Radically Rethinking Economic Policy
Sunday, Jan. 7, 2018 10:15 AM - 12:15 PM
- Chair: John Roemer, Yale University
A Welfarist Role for Nonwelfarist Rules: An Example With Envy
AbstractI propose and formalize an argument for why economists working in the welfarist normative tradition should include nonwelfarist principles in how they judge economic policy. The key idea behind this argument is that the world is too complex, and our ability to model it too limited, for us to fully trace a policys effects on welfare. Nonwelfarist principles can be valuable to a welfarist facing this limitation if they act as informational proxies, carrying accumulated knowledge about the effects of policy that otherwise cannot be considered. This argument can be seen both as extending a familiar logic for rule utilitarianism beyond the realm of individual ethics and as a specific version of a broader argument made for centuries by theorists from Hume to Hayek.
I also provide evidence of an example in which real-world policy judgments are consistent with this theoretical argument. Results from a novel U.S. opinion survey show that approximately half of respondents reject redistribution driven by envy even though it generates direct utilitarian gains. That share rises as the role of envy is made more salient, consistent with respondents using nonwelfarist principles to encode concerns about the unobservable consequences of policy.
Quadratic Voting: How Mechanism Design Can Radicalize Democracy
AbstractCan mechanism design save democracy? We propose a simple design that offers a chance: individuals pay for as many votes as they wish using a number of "voice credits" quadratic in the votes they buy. Only quadratic cost induces marginal costs linear in votes purchased and thus welfare optimality if individuals' valuation of votes is proportional to their value of changing the outcome.
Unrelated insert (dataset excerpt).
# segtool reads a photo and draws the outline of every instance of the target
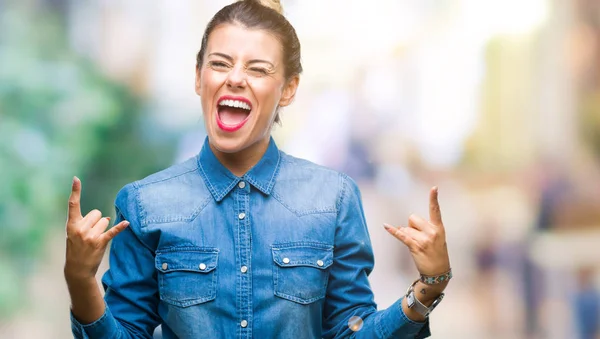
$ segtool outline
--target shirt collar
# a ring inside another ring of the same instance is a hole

A variety of analysis and evidence suggests that this still-nascent mechanism has significant promise to robustly correct the failure of existing democracies to incorporate intensity of preference and knowledge.
Should We Treat Data as Labor? Moving Beyond "Free"
AbstractIn the digital economy, user data is typically treated as capital created by corporations observing willing individuals. This neglects users' role in creating data, reducing incentives for users, distributing the gains from the data economy unequally and stoking fears of automation. Instead treating data (at least partially) as labor could help resolve these issues and restore a functioning market for user contributions, but may run against the near-term interests of dominant data monopsonists who have benefited from data being treated as "free". Countervailing power, in the form of competition, a data labor movement and/or thoughtful regulation could help restore balance.